With the impeachment inquiry cranking up, the Washington move will essentially put O’Donnell in the field every day, giving the show a sort of you-are-there feel, Zirinsky suggests — and no matter who is president in the days ahead, there will always be a compelling story to explain to viewers. “The ability to bring in high-level people in, like, 20 minutes if something were to break?” asks Zirinsky. “That’s possible.”

CBS News is already well aware of the ratings race for its evening flagship, but going forward, O’Donnell and Zirinsky will also have to deal with the industry’s streaming wars.

“U.S. news travels very well, ” says CBS Corp. CEO Ianniello, who will remain as overseer of the news division after the expected merger with Viacom. He hopes O’Donnell can capture more than just the evening-news regulars who draw millions of dollars in ads from Liberty Mutual and Prevagen. The business behind news content, he says, is increasingly becoming global in addition to digital.

Others see a similar opportunity. Comcast’s NBCUniversal is expected to launch an international news outlet that makes use of its recent acquisition of European broadcaster Sky as well as other news operations NBC has in Europe. AT&T’s CNN has long operated a thriving international business that delivers domestic info and other programming to U.S. travelers and the world.

CBSN, the CBS News streaming-video outlet, is packaged inside versions of the company’s on-demand video service “CBS All Access,” says Ianniello, and news content is a key driver of subscriptions in places like Australia and Canada. The company expects to launch CBSN in Europe and Latin America in the months to come. “We are seeing the usage is really high, and it’s because of the U.S. news,” Ianniello says.

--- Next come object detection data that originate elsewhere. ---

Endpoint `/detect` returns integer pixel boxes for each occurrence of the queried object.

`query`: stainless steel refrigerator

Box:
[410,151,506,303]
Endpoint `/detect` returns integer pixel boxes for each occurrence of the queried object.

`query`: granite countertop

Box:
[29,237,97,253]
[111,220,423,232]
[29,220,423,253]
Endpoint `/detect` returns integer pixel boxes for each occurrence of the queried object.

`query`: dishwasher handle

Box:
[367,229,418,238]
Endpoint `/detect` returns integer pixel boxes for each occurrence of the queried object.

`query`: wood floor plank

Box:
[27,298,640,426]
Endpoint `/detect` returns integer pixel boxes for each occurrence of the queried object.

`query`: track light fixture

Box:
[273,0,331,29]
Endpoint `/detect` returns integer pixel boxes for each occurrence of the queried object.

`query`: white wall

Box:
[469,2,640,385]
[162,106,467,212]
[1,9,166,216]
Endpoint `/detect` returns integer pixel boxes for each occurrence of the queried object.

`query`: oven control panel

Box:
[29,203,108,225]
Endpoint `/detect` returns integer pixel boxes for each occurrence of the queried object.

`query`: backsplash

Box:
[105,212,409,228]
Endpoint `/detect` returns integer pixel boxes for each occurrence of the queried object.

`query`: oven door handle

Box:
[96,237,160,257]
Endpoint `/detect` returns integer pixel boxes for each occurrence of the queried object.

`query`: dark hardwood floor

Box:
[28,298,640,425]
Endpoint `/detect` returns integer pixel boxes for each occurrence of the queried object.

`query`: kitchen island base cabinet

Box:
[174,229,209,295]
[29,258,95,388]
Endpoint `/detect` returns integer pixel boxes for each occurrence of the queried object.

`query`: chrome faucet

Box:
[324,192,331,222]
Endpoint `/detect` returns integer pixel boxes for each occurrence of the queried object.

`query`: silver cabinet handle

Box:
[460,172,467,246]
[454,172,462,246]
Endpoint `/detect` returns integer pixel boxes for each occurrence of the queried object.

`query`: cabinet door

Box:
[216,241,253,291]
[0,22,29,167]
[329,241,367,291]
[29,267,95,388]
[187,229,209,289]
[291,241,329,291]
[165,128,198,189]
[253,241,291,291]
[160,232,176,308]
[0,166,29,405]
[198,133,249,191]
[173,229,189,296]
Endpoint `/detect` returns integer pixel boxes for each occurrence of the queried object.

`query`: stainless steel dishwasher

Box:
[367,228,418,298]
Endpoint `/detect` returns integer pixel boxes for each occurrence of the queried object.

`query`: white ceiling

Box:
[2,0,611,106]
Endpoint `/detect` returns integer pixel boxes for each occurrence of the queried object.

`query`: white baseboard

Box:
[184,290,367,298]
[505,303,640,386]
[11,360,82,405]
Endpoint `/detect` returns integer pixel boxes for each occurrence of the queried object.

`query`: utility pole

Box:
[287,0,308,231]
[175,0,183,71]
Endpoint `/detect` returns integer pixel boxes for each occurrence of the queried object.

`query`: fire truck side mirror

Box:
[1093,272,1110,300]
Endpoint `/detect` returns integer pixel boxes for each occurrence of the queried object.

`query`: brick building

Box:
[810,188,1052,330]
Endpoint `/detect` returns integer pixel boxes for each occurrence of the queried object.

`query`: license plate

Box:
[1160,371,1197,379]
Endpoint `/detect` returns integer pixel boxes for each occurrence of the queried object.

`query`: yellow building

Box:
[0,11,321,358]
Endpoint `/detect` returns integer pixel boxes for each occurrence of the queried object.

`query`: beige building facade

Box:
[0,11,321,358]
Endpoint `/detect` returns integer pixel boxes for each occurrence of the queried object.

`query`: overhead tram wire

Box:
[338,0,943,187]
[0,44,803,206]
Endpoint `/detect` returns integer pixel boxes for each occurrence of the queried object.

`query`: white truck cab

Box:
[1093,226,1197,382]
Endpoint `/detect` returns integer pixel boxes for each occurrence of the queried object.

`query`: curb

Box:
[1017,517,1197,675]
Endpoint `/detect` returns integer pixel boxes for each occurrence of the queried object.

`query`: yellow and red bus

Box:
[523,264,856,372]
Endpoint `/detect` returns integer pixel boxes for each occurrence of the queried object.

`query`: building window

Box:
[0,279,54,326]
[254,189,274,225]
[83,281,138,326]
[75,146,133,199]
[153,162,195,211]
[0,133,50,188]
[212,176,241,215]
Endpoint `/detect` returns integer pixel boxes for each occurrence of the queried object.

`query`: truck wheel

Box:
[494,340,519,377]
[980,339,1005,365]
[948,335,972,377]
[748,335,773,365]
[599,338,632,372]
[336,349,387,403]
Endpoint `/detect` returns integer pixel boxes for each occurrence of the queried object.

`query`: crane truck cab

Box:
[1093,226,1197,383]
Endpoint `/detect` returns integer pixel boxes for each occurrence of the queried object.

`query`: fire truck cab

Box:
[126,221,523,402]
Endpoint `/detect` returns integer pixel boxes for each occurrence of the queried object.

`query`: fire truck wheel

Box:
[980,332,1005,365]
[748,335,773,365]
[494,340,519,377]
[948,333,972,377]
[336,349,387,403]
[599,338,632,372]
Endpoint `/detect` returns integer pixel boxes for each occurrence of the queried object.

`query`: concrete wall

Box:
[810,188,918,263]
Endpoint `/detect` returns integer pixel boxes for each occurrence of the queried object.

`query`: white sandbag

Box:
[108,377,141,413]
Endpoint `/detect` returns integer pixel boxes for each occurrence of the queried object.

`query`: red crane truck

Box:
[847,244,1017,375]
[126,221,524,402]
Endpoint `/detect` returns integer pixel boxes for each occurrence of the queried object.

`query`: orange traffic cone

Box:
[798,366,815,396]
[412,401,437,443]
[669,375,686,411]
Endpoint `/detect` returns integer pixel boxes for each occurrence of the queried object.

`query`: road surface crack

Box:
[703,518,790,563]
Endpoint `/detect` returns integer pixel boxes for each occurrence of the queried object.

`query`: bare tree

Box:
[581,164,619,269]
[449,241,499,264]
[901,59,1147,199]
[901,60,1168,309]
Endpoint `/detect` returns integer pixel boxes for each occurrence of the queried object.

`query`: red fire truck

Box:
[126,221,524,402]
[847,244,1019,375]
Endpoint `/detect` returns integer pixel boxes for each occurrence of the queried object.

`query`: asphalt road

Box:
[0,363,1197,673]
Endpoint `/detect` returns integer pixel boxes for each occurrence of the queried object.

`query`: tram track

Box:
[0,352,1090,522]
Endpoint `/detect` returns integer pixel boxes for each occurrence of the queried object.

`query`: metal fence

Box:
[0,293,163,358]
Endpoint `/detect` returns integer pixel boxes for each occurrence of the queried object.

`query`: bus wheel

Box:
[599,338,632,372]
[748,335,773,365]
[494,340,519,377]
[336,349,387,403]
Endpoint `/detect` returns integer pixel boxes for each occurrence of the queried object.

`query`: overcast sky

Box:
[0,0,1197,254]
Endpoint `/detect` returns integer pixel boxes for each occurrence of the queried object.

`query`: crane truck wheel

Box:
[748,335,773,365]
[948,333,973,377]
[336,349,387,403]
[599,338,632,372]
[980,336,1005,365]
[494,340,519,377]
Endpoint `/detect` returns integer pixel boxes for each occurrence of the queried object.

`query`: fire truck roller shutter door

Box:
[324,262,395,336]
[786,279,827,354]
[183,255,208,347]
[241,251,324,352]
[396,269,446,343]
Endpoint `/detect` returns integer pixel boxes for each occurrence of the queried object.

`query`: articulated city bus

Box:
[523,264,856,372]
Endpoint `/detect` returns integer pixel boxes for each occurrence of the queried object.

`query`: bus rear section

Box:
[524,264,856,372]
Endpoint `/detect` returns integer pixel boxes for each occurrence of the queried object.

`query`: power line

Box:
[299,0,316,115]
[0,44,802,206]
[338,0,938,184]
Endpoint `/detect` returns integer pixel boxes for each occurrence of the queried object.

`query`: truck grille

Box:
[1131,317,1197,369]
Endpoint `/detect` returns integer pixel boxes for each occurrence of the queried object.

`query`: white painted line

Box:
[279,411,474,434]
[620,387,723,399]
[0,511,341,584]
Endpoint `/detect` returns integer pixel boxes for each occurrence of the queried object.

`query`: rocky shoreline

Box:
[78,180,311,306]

That’s part of the reason Zirinsky is contemplating other ways to use the content of O’Donnell’s broadcast. Some stories that are cut down for the 20-minute newscast can run longer on CBSN, she says, where viewers are looking for more than short-form content. Can she envision a day when O’Donnell signs off her TV broadcast and then delivers a portion of “CBS Evening News” that’s online only? “Everything is possible,” she replies.

Lots of people like to talk about the evening news as if it’s an artifact from a different era, a moment when people didn’t toil beyond the confines of a 9-to-5 workday and needed to gather together at a particular time to glean the latest headlines. But even cutting-edge Silicon Valley types are trying to replicate some of the broadcast format. What will a short-form report from Quibi bring to the table that evening news does not? Hasn’t ABC made its “World News” available on Hulu?

With those things in mind, one can see why O’Donnell wanted the new role — even if the business model may quickly be changing. For now, there’s always another deadline.